Yazı İşleri / Çiytepe / Otuz Dokuz


Ertuğrul Tunçkaya bu klasöre bakmamızı istemiyordu; aslında durum bu kadar basitti. Yapacağımız şey, bu işi böylece bırakmaktı.

Daha sonra konuştuğumuzda, bizi kışkırtan şeyin ne olduğunu düşünecektik. Çünkü Neşe Abla'yla şu konuda hemfikirdik ki, diskteki bilgileri araştırırken karşımıza şifre soran bir pencere çıksaydı, nasıl başkalarının penceresine burnumuzu dayayıp içeri bakmıyorsak, çantalarını, cüzdanlarını, misafirliğe gittiğimizde çekmecelerini karıştırmıyorsak, aynı nedenden ötürü şifre penceresini kapatıp kendi işimize bakacaktık. Fakat burada Hoca, bir şeyler tasarlamaya kalkışmıştı ve bizi kışkırtan da bu olmuştu.

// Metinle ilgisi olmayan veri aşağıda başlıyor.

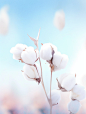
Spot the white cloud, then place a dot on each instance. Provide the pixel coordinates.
(4, 20)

Aslında işe yarayan iki önemli yöntemin ikisini birden kullanarak hata etmişti. Gerçekten de bir şeyi saklamanın en iyi yolu, onu göz önünde bırakmaktı ve evet, değerli bir şeyi çöp poşetine koyarsan kimse dönüp bakmazdı. Ama ikisini birden yapınca, bir dakika ya, burada bir şeyler dönüyor, kuşkusu uyanıyordu.

Stephen King, anahtar deliğinden bakacaksan, göreceklerine hazır olacaksın, demişti. Bizim hatamız, hazır olmadığımız halde o delikten bakmak oldu.